Many people now routinely consume television series in marathon benders, blowing through DVDs or Netflix downloads in a few evenings or a weekend. It’s that sort of experience—but live, of course—that awaits audiences at Soulpepper’s production of Tony Kushner’s Angels in America, which offers over six hours of impeccably staged and performed theatre either in two long evenings or over the course of one full day, with multiple intermissions and a meal break.
Tapestry Briefs is a series of new opera scenes developed by a number of talented people, including composers Jocelyn Morlock and Chris Thornborrow, playwrights Morris Panych and Julie Tepperman, and singers Carla Huhtanen and Krisztina Szabó.
Previously, the listing did not include the date and time for the performance on Friday, September 20. We have now included that date in the listing.
FeverGraph Theatre Company wants you to get mad (and perhaps go mad) over their new stage production. Look Back in Anger focuses on four people, and the anger that cripples each of them. Rather being a study of hot tempers, the play examines our common desire to feel something deeper than what reality delivers, our sense of futility, and the anger that ensues.

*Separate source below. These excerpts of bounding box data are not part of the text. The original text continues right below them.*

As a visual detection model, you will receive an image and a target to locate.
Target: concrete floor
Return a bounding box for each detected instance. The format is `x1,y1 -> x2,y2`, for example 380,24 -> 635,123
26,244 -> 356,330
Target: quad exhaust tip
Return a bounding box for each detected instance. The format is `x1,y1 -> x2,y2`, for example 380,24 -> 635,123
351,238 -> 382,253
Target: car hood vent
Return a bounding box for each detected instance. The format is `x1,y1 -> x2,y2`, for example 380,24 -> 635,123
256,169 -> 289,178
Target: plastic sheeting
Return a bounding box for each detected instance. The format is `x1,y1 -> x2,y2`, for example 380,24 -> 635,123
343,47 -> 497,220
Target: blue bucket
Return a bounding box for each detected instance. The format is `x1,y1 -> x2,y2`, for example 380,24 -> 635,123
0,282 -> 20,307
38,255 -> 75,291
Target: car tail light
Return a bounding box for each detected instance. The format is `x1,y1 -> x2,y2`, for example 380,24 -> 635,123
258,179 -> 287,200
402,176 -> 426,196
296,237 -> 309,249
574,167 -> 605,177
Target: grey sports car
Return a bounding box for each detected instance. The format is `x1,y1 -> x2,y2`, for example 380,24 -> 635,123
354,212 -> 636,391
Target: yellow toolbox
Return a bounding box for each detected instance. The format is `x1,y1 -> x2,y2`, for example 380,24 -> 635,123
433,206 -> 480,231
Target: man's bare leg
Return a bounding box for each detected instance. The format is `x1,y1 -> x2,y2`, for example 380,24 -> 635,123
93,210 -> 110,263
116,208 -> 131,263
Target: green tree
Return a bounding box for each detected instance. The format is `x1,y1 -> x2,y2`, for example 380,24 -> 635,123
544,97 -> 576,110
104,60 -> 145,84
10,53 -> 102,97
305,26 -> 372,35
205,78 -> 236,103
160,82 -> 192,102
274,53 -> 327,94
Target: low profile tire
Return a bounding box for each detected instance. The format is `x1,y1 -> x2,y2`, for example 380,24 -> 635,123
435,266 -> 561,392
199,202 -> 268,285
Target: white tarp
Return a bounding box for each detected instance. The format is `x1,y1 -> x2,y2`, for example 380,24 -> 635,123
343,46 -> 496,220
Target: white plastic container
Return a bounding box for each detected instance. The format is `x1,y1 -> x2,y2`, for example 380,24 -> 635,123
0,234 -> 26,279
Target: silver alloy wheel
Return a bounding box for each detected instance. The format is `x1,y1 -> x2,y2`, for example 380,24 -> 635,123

Directed by Anita La Selva, the piece was co-conceived by its performers: Eli Ham, Adriano Sobretodo Jr., Tosha Doiron, and Zoë Sweet.
You might expect a show called We Can Be Heroes to be a send-up of superhero films, but Second City’s new mainstage production is actually a celebration of minor, everyday acts of heroism ranging from giving advice to a bullied child to managing not to be a jackass at your friend’s wedding.